I have a brand new VPC (10.0.0.0/16) with 3 public subnets (pointing to an IGW) and 3 private subnets (with a NAT GW in each). I have deployed an OpenVPN appliance in the public subnet and configured it to use NAT mode (Yes, using NAT in the routing config). I also have a test-instance in one of the private subnets. Both the OpenVPN instance and the test-instance has SG groups with "generous" flexibility (i.e. everything allowed in-out.... for test purposes). On the OpenVPN I have configured 10.0.0.0/16 in the Specify the private subnets to which all clients should be given access (one per line): field.

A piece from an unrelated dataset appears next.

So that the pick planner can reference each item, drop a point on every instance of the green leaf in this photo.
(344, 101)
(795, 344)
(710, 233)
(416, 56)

From my Mac (on a home network 192.168.178.0/24) I can establish a tunnel and I can easily get to the test-instance. All good.

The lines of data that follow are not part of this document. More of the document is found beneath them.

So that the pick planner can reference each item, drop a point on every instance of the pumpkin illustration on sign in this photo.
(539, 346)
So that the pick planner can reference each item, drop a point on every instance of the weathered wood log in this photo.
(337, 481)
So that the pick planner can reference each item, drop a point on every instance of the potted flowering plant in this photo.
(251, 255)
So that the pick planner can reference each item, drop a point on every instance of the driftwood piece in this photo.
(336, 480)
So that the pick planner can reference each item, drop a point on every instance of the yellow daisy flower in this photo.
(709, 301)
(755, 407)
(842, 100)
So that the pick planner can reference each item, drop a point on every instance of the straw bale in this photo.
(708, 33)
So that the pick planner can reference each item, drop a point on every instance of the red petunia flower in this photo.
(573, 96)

Now I want to switch to Route mode.
- I changed the routing mode to
Yes, using Routing. I disabled the source/destination check on the OpenVPN instance.
- I added a static rote to all 4 routing tables in the VPC (3 x the private subnets and 1 x the public subnet) to say that traffic directed to
192.168.178.0/24 (my home network) should go to the OpenVPN instance (probably this was not required for the public subnet).
- I added
192.168.178.0/24 to the Specify the private subnets to which all clients should be given access (one per line): field (not sure if this was required) in addition to 10.0.0.0/16.

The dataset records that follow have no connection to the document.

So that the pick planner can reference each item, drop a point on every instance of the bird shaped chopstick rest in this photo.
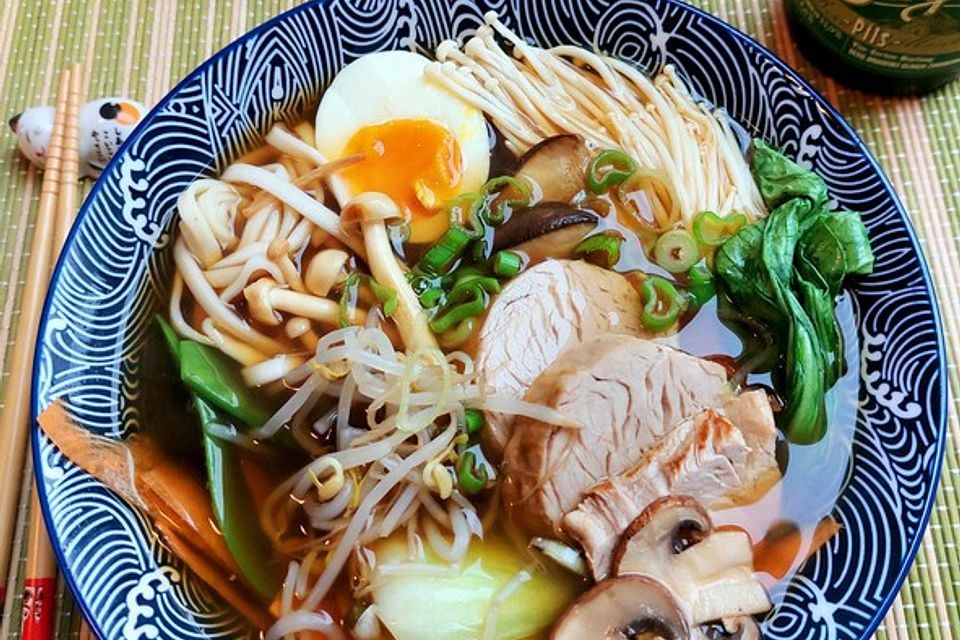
(104, 125)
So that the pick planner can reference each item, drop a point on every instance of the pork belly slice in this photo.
(547, 309)
(626, 393)
(708, 456)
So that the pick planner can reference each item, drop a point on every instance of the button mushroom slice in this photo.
(556, 167)
(629, 606)
(545, 230)
(742, 628)
(668, 526)
(710, 572)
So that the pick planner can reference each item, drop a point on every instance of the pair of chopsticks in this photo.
(57, 207)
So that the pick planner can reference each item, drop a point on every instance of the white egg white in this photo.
(390, 85)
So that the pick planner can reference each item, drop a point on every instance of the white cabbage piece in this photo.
(453, 605)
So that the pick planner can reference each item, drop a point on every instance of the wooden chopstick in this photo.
(40, 580)
(14, 421)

- I have reconfigured the user permissions for the user I am using to login with
Use Routing and specifying again both subnets above (10. and 192.).
I can still establish the tunnel. I can reach the internal IP of the OpenVPN instance:
$ traceroute 10.0.4.223
traceroute to 10.0.4.223 (10.0.4.223), 64 hops max, 52 byte packets
1 10.0.4.223 (10.0.4.223) 178.345 ms 174.470 ms 173.680 ms
$
But I canNOT reach the test-instance in the private subnet:
$ traceroute 10.0.165.139
traceroute to 10.0.165.139 (10.0.165.139), 64 hops max, 52 byte packets
1 172.27.232.1 (172.27.232.1) 194.976 ms 177.014 ms 174.402 ms
2 * * *
3 * * *
4 * * *
^C
$
Interestingly, if I ssh into my OpenVPN server and I try to curl an NGINX on my local workstation where I started the tunnel I cannot reach it. It looks like the workstation can reach to the OpenVPN server (see the trace above to 10.0.4.223) but the OpenVPN server cannot reach to the workstation (for some reasons).
It looks like the flow initiated from the workstation is capable of finding a route to (and back from) to the OpenVPN instance. However the route breaks somewhere from the workstation to the test-instance (and back) AND it seems to be breaking also when initiated from the OpenVPN instance to the workstation (see the curl).